Ser denso no significa llenar la recta. Entre esos racionales también hay irracionales, y existen sucesiones racionales que convergen a valores fuera de Q. La densidad habla de proximidad; la completitud, de contener límites. Confundirlas conduce a pensar que, como siempre hay una fracción tan próxima como se quiera, toda longitud exacta debe ser fraccionaria.
El medianto (p+r)/(q+s) de dos fracciones positivas vecinas en ciertas estructuras queda entre ellas y aparece en árboles que enumeran racionales. No sustituye al promedio en cualquier demostración, pero ofrece otra forma de navegar fracciones sin duplicarlas. La estructura de Q es rica aunque tenga huecos como √2.
Las fracciones expresan relaciones exactas y aproximaciones
Repartir tres litros entre ocho recipientes produce 3/8 de litro por recipiente bajo el modelo ideal. Escalas, porcentajes, tasas y probabilidades discretas se expresan naturalmente con racionales. También aproximan mediciones: 3,14 puede representar una lectura o una aproximación de π, pero 3,14 es exactamente 157/50 y no es π.
En informática, guardar una fracción como dos enteros puede conservar exactitud donde la coma flotante redondea. Sin embargo, numeradores y denominadores pueden crecer al encadenar operaciones. Elegir representación depende de coste y precisión. El número π ofrece un caso claro de aproximaciones racionales útiles que nunca se vuelven igualdad exacta.

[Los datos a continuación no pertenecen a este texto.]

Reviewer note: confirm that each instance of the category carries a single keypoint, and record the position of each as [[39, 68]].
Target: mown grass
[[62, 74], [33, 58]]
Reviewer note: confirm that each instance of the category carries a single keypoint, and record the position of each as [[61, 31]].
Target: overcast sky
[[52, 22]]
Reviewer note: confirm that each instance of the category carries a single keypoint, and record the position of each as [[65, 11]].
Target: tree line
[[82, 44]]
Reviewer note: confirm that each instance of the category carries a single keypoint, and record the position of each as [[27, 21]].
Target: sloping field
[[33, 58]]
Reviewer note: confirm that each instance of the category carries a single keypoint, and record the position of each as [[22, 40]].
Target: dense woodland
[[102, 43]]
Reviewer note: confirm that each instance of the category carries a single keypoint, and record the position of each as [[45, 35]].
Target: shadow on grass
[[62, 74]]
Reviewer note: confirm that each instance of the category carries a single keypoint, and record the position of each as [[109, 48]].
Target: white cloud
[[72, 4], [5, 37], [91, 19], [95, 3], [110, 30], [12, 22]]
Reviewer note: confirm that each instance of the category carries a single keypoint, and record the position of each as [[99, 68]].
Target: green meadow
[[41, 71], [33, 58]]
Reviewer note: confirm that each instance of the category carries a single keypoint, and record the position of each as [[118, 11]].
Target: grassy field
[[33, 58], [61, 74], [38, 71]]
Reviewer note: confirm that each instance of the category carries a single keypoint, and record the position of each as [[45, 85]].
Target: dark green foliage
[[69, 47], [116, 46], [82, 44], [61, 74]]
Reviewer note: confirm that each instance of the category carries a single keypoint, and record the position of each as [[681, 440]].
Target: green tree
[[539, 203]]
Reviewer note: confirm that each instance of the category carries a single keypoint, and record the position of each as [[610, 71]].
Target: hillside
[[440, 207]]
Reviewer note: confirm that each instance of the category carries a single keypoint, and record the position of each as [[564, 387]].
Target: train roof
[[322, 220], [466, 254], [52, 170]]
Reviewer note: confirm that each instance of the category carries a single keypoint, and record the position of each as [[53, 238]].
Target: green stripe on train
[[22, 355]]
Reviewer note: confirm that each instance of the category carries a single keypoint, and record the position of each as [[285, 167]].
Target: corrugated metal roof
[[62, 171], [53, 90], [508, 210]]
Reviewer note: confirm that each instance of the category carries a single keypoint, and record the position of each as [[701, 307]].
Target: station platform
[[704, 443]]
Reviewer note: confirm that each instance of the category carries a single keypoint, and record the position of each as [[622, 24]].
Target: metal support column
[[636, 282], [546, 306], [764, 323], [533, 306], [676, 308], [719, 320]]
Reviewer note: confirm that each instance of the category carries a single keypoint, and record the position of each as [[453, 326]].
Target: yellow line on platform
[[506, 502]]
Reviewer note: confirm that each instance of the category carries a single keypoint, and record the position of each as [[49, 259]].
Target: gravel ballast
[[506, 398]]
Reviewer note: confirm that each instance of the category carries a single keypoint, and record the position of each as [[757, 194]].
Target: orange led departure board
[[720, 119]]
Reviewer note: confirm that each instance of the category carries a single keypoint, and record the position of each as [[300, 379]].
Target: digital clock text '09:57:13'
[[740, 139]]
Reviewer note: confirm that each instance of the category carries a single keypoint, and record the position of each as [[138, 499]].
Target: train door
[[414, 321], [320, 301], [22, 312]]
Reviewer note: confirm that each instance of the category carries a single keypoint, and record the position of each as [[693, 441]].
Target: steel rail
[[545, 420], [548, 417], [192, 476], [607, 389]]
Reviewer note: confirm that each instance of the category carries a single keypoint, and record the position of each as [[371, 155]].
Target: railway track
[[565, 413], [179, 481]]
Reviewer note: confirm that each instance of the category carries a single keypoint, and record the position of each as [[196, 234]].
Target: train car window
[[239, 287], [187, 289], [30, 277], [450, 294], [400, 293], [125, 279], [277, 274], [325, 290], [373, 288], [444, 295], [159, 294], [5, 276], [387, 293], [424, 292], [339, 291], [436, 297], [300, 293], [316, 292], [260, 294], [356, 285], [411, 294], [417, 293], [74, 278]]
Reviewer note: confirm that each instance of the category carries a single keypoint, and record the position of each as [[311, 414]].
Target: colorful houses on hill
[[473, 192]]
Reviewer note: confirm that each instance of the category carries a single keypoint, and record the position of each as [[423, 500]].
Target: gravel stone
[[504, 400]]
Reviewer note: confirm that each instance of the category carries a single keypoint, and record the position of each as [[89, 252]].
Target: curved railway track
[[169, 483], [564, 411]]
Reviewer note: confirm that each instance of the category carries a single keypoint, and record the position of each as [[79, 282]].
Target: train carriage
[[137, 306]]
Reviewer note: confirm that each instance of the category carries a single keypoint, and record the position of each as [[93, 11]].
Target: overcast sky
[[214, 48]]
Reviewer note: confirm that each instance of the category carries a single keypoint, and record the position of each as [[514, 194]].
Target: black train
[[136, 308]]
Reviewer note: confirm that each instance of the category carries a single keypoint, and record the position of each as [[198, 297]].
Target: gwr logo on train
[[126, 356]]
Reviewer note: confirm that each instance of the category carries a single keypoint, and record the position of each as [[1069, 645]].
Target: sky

Porcentajes y tasas requieren conservar la unidad y el periodo de referencia. Un 5 % anual no es la misma cantidad que 5 puntos porcentuales ni que una variación del 5 % sobre otra tasa. Los racionales expresan el cociente con exactitud; interpretar qué se dividió sigue siendo una cuestión del problema real.
Todas las fracciones pueden organizarse en una lista
Aunque entre dos racionales haya infinitos, Q es numerable. Se pueden recorrer pares de enteros en una cuadrícula, omitir denominadores cero y repeticiones, y acabar encontrando cualquier fracción. Esta construcción muestra que una lista infinita no necesita terminar para contener cada elemento en alguna posición finita.
El dato memorable es que los racionales son densos y numerables a la vez, mientras los reales son no numerables. Hay una fracción arbitrariamente cerca de cualquier real, pero “casi todos” los puntos de la recta no son fracciones en sentido de medida. Los irracionales completan la comparación; esta página permanece dedicada a cocientes exactos, decimales periódicos y propiedades de Q.
La enumeración debe evitar contar 1/2, 2/4 y 3/6 como objetos distintos. Puede conservar solo fracciones irreducibles y recorrer diagonales de la cuadrícula de enteros. Cada paso es finito aunque la lista nunca termine. Esta idea de correspondencia uno a uno define numerabilidad con precisión.